Pending collective change, what can we do on a personal level to find worth outside the system? Do you have any specific advice for students at elite schools?

If you’re in the elite, you have to find a way to push back against the overemphasis on incredibly intense, incredibly long hours at work. One thing you can do is cultivate a personal life. For most elite workers, their biggest failures in life will be personal, not professional. They won’t be as good spouses, parents, or children as they really should be. They won’t be as attentive and loyal friends as they should be. And their careers are going to be fine. They may not quite get to the job that they want or the salary that they want, but they’ll get a job and a salary that is good enough and high enough that wanting more is vanity. But in our personal lives, we really can let people down in ways that are wrong and make our lives worse. Always be attentive to your personal lives, even when it comes at a cost to professional life, because the risks are just greater on the personal side. 

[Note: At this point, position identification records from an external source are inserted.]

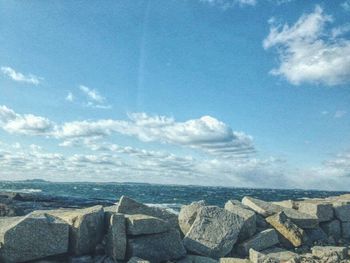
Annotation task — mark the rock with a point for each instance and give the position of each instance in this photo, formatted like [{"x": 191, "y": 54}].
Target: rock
[
  {"x": 321, "y": 252},
  {"x": 86, "y": 228},
  {"x": 143, "y": 225},
  {"x": 287, "y": 228},
  {"x": 129, "y": 206},
  {"x": 249, "y": 225},
  {"x": 260, "y": 241},
  {"x": 214, "y": 232},
  {"x": 115, "y": 238},
  {"x": 137, "y": 260},
  {"x": 157, "y": 247},
  {"x": 31, "y": 237},
  {"x": 188, "y": 214},
  {"x": 332, "y": 228},
  {"x": 267, "y": 209},
  {"x": 233, "y": 260},
  {"x": 345, "y": 229},
  {"x": 197, "y": 259},
  {"x": 323, "y": 211},
  {"x": 342, "y": 211}
]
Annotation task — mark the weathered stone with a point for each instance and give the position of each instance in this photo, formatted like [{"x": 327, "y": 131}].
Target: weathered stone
[
  {"x": 260, "y": 241},
  {"x": 34, "y": 236},
  {"x": 143, "y": 224},
  {"x": 345, "y": 229},
  {"x": 188, "y": 214},
  {"x": 249, "y": 225},
  {"x": 197, "y": 259},
  {"x": 321, "y": 252},
  {"x": 86, "y": 228},
  {"x": 332, "y": 228},
  {"x": 137, "y": 260},
  {"x": 214, "y": 232},
  {"x": 287, "y": 228},
  {"x": 115, "y": 238},
  {"x": 342, "y": 211},
  {"x": 157, "y": 247},
  {"x": 233, "y": 260},
  {"x": 129, "y": 206},
  {"x": 323, "y": 211},
  {"x": 267, "y": 209}
]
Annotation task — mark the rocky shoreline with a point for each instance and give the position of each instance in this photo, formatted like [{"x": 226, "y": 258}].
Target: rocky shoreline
[{"x": 250, "y": 230}]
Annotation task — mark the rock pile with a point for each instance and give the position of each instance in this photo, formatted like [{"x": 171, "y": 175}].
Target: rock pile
[{"x": 256, "y": 231}]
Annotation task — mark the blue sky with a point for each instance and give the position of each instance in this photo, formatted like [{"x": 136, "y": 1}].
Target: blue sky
[{"x": 242, "y": 92}]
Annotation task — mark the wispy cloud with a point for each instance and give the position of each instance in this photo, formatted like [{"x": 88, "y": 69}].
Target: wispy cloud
[
  {"x": 20, "y": 77},
  {"x": 310, "y": 53}
]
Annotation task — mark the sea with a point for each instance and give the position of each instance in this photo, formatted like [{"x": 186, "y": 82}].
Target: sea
[{"x": 171, "y": 197}]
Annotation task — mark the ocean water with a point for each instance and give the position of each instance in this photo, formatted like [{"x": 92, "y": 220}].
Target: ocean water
[{"x": 168, "y": 196}]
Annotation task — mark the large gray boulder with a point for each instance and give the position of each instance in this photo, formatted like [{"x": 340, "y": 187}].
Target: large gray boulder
[
  {"x": 86, "y": 228},
  {"x": 145, "y": 225},
  {"x": 249, "y": 216},
  {"x": 129, "y": 206},
  {"x": 214, "y": 232},
  {"x": 260, "y": 241},
  {"x": 188, "y": 214},
  {"x": 115, "y": 239},
  {"x": 31, "y": 237},
  {"x": 267, "y": 209},
  {"x": 158, "y": 247}
]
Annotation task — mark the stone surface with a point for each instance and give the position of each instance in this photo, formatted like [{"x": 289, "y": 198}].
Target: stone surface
[
  {"x": 260, "y": 241},
  {"x": 137, "y": 260},
  {"x": 294, "y": 234},
  {"x": 197, "y": 259},
  {"x": 345, "y": 229},
  {"x": 34, "y": 236},
  {"x": 214, "y": 232},
  {"x": 323, "y": 211},
  {"x": 129, "y": 206},
  {"x": 332, "y": 229},
  {"x": 321, "y": 252},
  {"x": 188, "y": 214},
  {"x": 342, "y": 211},
  {"x": 249, "y": 225},
  {"x": 267, "y": 209},
  {"x": 86, "y": 228},
  {"x": 143, "y": 224},
  {"x": 233, "y": 260},
  {"x": 115, "y": 238},
  {"x": 157, "y": 247}
]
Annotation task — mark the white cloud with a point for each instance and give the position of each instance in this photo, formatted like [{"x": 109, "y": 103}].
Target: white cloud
[
  {"x": 339, "y": 114},
  {"x": 26, "y": 124},
  {"x": 308, "y": 52},
  {"x": 70, "y": 97},
  {"x": 20, "y": 77},
  {"x": 95, "y": 99}
]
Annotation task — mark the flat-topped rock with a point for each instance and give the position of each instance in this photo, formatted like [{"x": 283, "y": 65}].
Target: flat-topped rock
[
  {"x": 267, "y": 209},
  {"x": 258, "y": 242},
  {"x": 31, "y": 237},
  {"x": 323, "y": 211},
  {"x": 157, "y": 247},
  {"x": 214, "y": 232},
  {"x": 249, "y": 217},
  {"x": 197, "y": 259},
  {"x": 145, "y": 225},
  {"x": 294, "y": 234},
  {"x": 321, "y": 252},
  {"x": 115, "y": 239},
  {"x": 188, "y": 214},
  {"x": 86, "y": 228},
  {"x": 129, "y": 206}
]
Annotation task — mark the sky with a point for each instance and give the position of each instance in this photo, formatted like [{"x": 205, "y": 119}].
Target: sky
[{"x": 242, "y": 93}]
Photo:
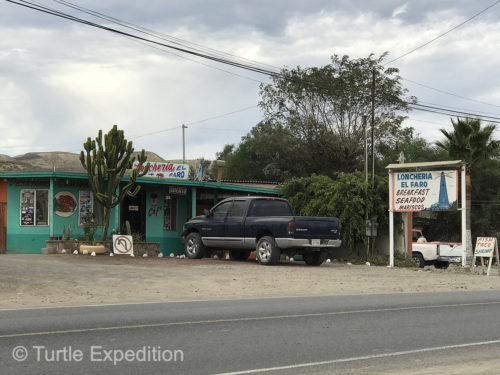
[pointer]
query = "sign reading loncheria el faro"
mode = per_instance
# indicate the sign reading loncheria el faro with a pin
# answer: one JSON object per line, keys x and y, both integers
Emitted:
{"x": 159, "y": 169}
{"x": 419, "y": 191}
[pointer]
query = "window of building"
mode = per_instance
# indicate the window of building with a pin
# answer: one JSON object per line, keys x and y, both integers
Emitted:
{"x": 34, "y": 208}
{"x": 220, "y": 212}
{"x": 170, "y": 213}
{"x": 90, "y": 208}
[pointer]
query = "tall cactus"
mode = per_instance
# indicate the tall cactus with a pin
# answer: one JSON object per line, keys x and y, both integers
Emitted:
{"x": 106, "y": 165}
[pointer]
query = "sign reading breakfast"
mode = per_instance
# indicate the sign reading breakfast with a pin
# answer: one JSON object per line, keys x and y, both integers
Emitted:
{"x": 165, "y": 170}
{"x": 419, "y": 191}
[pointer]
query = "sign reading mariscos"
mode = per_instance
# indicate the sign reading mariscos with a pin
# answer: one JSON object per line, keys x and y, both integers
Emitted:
{"x": 419, "y": 191}
{"x": 159, "y": 169}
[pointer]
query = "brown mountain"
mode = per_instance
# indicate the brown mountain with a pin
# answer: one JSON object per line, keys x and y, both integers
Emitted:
{"x": 48, "y": 161}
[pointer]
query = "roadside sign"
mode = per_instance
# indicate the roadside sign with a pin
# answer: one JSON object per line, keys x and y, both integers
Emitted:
{"x": 486, "y": 247}
{"x": 123, "y": 244}
{"x": 425, "y": 191}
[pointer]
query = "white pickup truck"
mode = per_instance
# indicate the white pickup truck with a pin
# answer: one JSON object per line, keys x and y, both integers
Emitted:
{"x": 441, "y": 254}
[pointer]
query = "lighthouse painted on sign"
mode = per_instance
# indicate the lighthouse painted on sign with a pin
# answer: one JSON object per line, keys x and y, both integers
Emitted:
{"x": 419, "y": 191}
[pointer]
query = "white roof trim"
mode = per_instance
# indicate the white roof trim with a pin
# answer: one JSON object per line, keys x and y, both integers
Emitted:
{"x": 432, "y": 164}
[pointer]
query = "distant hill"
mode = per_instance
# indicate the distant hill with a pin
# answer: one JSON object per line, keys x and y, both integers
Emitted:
{"x": 47, "y": 161}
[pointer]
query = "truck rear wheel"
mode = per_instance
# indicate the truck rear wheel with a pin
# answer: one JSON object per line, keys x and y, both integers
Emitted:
{"x": 419, "y": 259}
{"x": 314, "y": 258}
{"x": 193, "y": 247}
{"x": 239, "y": 255}
{"x": 267, "y": 252}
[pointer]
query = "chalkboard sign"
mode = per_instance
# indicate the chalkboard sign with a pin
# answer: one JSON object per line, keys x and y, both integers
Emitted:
{"x": 27, "y": 207}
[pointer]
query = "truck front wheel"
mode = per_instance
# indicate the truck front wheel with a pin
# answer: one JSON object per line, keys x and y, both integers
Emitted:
{"x": 419, "y": 259}
{"x": 193, "y": 246}
{"x": 267, "y": 251}
{"x": 239, "y": 254}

If you’re ever offered a trade between a little bit more income and external social status and a little bit more freedom and internal satisfaction, always pick the freedom and satisfaction. If you’re choosing between two jobs, and one of them is just really compelling to you, and interesting, and in a place you want to be with people you want to work with doing tasks that you think are valuable, and the other job feels alienating to you but you think it will position you to get something else five years from now, pick the first one. It’s not worth it to pick the other one. Because if you pick the other one, five years from now you’ll again be faced with that choice between a job that’s immediately compelling and a job that will get you something even grander five years from then. And then five years from then it’ll be the same choice. And soon you’ll be 60 and you’ll never have done what you wanted to do. So concretely, pick the thing that appeals to you now. If you’re deciding what classes to take, pick the classes that you actually want to study, rather than the classes that you think will help you get into X or Y graduate school. That seems like a not bad rule of life.

*This interview has been edited for length and clarity.